Matrix ComSec is a leader in Security and Telecom solutions for modern businesses and enterprises with 1M+ customers in 50+ countries. I was responsible for developing and delivering DL algorithms in SDK form. My major contributions are listed below,
- Face Recognition (FR) and Face Detection (FD)
- Developed FD algorithm to detect multiple faces in the image with a minimum face size of 30px.
- Developed FR algorithm with 99.85 % accuracy on the LFW benchmark.
- Improved existing FR algorithm to identify people wearing a mask on the face with only 5% accuracy drop wrt to full-face model. It helped employees to mark attendance without removing their masks during the coronavirus pandemic
- Developed a Face Mask Detection model to identify whether employees are wearing masks or not when marking attendance to improve their safety.
- Developed CNN for a single RGB image-based Passive Face Antispoofing model to prevent fake attendance marking using a mobile phone or printed photo.
- Delivered all these features in a single FR SDK for RPi3/4, CPU, GPU, and Android devices with a maximum latency of 800 ms on the slowest hardware
- Automated License Plate Recognition (ALPR)
- Developed a real-time Licence Plate Detection model which achieved 99%+ recall and 93%+ precision on the internal Indian vehicle test dataset
- Contributed to the development of the CNN model for Licence Plate Recognition using CTC Loss. We achieved 87% accuracy on challenging the Indian test datasets outperforming other commercial solutions by at least 15% and 98% accuracy on the OpenALPR benchmark
- Developed semi-supervised data annotation tool which helped us collect a labeled dataset of 30K+ images and incrementally improved the model's accuracy
- Designed ALPR SDK architecture for improving throughput by batching simultaneous requests into single inference. A myriad of inference engines such as TensorFlow, TensorRT, OpenVINO, TensorflowLite, etc. can be integrated based on hardware without modifying 95% of the codebase.
- Seven Segment Display Number Recognition
- To handle a variety of color digital displays, a self-calibration algorithm was designed to run once to extract display-specific properties using KNN and an inference algorithm was designed to use these properties for recognizing digits in real-time using SVM.
- The algorithm was integrated into existing weighbridge vehicle management software for automating data entry of the vehicle's weight from the digital display through the camera.
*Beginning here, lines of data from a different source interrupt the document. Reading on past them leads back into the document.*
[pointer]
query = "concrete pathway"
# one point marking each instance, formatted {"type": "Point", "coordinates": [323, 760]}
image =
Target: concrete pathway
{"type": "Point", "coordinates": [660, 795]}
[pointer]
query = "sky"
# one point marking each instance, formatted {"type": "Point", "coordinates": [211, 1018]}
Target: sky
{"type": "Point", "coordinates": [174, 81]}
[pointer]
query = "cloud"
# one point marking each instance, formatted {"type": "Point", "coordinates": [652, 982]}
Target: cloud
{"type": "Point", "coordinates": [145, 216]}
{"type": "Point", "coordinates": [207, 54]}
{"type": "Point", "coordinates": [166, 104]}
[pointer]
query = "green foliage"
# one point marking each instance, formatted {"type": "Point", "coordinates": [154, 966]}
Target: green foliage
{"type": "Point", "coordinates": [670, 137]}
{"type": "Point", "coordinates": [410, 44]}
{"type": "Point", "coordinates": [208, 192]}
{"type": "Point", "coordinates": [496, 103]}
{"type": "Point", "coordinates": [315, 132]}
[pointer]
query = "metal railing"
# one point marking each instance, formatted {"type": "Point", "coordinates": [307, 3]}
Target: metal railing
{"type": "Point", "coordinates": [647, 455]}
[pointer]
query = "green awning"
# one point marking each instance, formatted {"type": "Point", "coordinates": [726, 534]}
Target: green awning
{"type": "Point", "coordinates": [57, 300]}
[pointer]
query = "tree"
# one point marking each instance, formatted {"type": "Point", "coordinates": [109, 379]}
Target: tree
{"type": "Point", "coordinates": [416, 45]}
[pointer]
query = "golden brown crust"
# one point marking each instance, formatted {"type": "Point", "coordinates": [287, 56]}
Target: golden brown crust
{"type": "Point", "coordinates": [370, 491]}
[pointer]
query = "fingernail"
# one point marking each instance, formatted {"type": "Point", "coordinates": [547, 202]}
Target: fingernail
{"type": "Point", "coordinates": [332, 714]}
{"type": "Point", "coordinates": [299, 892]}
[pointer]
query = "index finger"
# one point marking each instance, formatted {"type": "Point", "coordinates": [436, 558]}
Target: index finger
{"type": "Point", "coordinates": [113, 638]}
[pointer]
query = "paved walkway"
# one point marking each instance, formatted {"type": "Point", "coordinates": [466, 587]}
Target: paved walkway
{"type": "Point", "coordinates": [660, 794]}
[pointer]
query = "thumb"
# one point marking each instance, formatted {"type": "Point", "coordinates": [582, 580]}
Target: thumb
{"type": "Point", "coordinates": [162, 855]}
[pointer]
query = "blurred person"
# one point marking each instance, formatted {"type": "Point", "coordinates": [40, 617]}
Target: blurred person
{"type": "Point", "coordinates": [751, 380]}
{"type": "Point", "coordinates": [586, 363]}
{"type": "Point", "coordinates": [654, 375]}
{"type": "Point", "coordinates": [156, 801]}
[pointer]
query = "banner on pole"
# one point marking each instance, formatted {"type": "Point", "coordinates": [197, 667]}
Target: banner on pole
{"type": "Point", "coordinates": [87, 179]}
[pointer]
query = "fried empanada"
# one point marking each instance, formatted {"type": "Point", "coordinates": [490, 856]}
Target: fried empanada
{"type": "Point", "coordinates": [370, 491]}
It reduced manual human intervention by 95% and introduced transparency in the whole process.
Deep Learning Research Intern Jan, 2018 - May, 2018
Space Applications Centre (SAC) - ISRO, Ahmedabad, Gujarat, India
SAC being the major R&D center of ISRO designs and develops the optical and microwave sensors for the satellites, signal and image processing software, GIS software, and many applications for the Earth Observation (EO) program of ISRO. As a Research Intern, I developed DL techniques for accurate crop classification using Hyper Spectral Satellite images (425 channels per pixel). My primary contributions were as listed below
- Developed ANN-based dimensionality reduction technique which retained useful features and worked better than PCA.
- Developed virtual data augmentation technique for overcoming the issue of insufficient ground truth data of different crops for training.
- Provided detailed comparative analysis of ANN, CNN, and SVM. Designed highly accurate Parallel-CNNs architecture for classifying nearly inseparable classes based on interclass separability analysis.
- Developed Python library based on my work so that other scientists can use these techniques on a variety of other satellite images.
Machine Learning Summer Intern May, 2017 - June, 2017
Wolfsoft Pvt. Ltd., Vadodara, Gujarat, India.
During my internship I worked on a food review app similar to Zomato and my contributions were as listed below,
- Developed a Food Recommendation API based on a Collaborative Filtering algorithm.
- Developed a Food Search API. Normalized and stored posting list of Indian food names in the Trie data structure for faster and more accurate search. Added spelling correction using the Levenshtein distance algorithm which achieved higher recall compared to SQL's search.